You may understand the mechanism behind eating lower carbohydrates weight loss, diabetes and heart disease. Carbohydrates directly raises blood sugar and triggers a hormonal cascade that influences appetite, mood, fat storage and many health risk factors. Current research implications suggests that skin conditions, like acne and psoriasis, are linked to metabolic health conditions and also call for a low carbohydrate meal plan for treatment.
It is interesting that recent published studies correlate skin conditions with diet and genetics. For example, Psoriasis is linked to diseases of carbohydrate metabolism such as diabetes and cardiometabolic conditions via immuno-inflammatory pathways, diet and other environmental factors, i.e. exercise, tobacco exposure… in this paper:
It is a cross-sectional, population-based study of about 34,000 Danish twins aged 20 to 71 years of age completed a questionnaire relating to psoriasis, diagnoses of type 2 diabetes and BMI.
The correlation was so strong, the author proposed, ” The weight of evidence linking psoriasis to cardiometabolic disease continues to increase, tipping the scale toward changing clinical practice in dermatology. Dermatologists’ may well need to screen for these conditions or offer some lifestyle counseling.”

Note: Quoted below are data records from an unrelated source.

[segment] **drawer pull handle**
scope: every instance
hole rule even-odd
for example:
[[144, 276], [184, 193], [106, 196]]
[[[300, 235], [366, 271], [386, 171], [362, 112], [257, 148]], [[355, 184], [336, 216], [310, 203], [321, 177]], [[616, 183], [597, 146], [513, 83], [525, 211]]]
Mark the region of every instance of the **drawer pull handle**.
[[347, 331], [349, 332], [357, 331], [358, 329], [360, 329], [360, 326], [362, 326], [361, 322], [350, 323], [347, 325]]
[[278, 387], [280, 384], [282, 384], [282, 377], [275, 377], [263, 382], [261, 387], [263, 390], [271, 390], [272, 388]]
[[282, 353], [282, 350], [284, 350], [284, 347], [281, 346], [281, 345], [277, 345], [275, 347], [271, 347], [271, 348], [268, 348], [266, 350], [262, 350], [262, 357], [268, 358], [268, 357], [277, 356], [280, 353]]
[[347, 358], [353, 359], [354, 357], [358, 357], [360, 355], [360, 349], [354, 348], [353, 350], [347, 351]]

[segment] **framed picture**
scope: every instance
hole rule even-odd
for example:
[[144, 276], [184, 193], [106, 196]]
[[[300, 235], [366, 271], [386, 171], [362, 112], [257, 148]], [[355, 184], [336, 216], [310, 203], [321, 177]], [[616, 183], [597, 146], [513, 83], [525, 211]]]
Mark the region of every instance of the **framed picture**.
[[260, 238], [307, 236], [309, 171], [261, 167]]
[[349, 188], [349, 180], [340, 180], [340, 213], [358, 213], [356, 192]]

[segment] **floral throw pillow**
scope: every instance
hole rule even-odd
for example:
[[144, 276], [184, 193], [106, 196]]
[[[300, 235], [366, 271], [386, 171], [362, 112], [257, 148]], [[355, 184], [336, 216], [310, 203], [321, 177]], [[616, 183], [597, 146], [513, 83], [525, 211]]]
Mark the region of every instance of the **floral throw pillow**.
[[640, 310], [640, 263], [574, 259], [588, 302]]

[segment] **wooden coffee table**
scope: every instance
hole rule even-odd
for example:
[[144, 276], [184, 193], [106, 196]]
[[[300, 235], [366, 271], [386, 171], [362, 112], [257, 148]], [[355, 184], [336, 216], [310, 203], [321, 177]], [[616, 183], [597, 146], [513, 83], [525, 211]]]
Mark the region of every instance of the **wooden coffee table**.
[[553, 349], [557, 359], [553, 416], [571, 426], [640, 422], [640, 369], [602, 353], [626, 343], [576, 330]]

A commentary by Bodo C. Melnik concurs. His paper entitled, ” Diet in Acne: Further Evidence for the Role of Nutrient Signaling in Acne Pathogenesis” is published in Acta Dermato Venereologica, http://www.medicaljournals.se/acta/content/?doi=10.2340/00015555-1358, discusses two randomized controlled acne studies.

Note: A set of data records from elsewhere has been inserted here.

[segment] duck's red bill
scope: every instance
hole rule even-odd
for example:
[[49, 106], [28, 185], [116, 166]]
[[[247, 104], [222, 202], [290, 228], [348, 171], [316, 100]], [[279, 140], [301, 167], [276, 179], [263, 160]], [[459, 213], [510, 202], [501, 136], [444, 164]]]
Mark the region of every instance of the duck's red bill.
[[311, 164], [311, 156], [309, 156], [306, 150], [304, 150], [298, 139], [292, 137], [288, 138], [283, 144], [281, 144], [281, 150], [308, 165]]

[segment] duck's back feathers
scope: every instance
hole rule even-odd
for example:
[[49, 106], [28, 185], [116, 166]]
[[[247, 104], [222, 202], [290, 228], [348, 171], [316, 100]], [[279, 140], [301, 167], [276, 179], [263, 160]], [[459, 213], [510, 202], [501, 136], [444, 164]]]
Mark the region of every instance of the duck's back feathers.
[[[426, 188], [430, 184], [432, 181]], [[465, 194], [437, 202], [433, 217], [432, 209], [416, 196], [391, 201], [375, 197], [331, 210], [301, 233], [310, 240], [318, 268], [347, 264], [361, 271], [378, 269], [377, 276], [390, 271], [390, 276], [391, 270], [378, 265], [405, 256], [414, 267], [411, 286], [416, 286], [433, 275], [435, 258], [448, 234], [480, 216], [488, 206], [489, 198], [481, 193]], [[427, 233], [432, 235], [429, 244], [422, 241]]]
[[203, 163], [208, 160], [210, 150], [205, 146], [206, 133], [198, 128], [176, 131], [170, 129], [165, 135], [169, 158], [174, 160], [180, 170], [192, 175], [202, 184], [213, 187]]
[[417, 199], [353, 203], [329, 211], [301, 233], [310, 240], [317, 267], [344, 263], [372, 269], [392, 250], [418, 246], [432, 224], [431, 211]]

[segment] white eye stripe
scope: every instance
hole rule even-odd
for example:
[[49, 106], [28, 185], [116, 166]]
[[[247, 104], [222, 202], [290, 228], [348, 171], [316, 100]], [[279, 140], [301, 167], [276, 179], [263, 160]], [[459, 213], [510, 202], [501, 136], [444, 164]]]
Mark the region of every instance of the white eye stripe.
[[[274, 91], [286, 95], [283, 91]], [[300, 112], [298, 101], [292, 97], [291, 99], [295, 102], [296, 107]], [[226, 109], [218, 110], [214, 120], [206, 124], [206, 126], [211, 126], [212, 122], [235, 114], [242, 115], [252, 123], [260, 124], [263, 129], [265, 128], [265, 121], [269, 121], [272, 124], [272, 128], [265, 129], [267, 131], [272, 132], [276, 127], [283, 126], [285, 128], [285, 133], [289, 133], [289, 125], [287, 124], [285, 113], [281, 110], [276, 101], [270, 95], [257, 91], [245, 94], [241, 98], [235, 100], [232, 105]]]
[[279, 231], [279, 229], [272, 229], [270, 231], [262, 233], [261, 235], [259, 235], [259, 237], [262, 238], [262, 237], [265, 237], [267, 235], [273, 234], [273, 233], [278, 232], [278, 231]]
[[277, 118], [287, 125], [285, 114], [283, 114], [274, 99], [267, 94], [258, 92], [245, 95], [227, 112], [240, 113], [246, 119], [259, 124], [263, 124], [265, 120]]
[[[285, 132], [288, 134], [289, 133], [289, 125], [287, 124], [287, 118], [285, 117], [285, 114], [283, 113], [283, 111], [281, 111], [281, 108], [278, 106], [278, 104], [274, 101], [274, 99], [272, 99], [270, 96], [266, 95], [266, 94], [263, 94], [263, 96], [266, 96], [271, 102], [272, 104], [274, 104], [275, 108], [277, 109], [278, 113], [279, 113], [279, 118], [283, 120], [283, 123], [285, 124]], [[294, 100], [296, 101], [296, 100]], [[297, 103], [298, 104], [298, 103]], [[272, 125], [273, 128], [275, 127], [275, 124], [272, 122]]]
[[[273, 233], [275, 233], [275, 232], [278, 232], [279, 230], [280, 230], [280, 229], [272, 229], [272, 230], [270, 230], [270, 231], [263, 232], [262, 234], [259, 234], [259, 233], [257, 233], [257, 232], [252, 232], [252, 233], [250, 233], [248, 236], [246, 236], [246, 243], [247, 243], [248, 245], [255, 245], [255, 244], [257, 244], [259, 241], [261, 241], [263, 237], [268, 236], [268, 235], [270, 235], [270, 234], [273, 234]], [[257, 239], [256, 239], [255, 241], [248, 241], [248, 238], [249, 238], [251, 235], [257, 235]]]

Melnik states, “Acne is absent in populations consuming paleolithic diets that are void of refined sugars, grains, milk and dairy products.” He discusses a randomized controlled study, by Smith et al., showing that high glycemic diets increase the intensity of acne and sebum production; and also explains the evidence of another acne study showing a low glycemic load diet reduced the size of sebaceous glands, decreased inflammation, and diminished the expression of pro-inflammatory interleukin-8 and sterol regulatory element binding protein-1 (SREBP-1), the key transcription factor of lipid biosynthesis, http://www.ncbi.nlm.nih.gov/pubmed/22678562.
There is a direct connection with diet and acne through nutrient signaling. Acne outbreak occurs with high glycemic load and increased insulin ( IGF-1) and leucine (found in dairy products) levels.
Melnik maintains Gelfand’s position and says, “Acne should be considered a disease of civilization, like obesity, type 2 diabetes and cancer induced by Western diet. Early dietary counseling of teenage acne patients is thus a great opportunity for dermatology, which will not only help to improve acne but may reduce the long-term adverse effects of the Western diet and on more serious (genetic mTORC1-driven) diseases of civilization.”
Despite government guidelines and many expert opinions, mounting evidence continues to build towards eating foods that reduce inflammation (coconut and omega 3 foods) and maintain a normal glycemic load to circumvent insulin spikes (fats, protein, nuts/seeds, low glycemic non starchy salad vegetables). Eating balanced meals that are healthy and inline with lowering carbohydrates is the best way to treat and prevent skin conditions and many illnesses that plague us.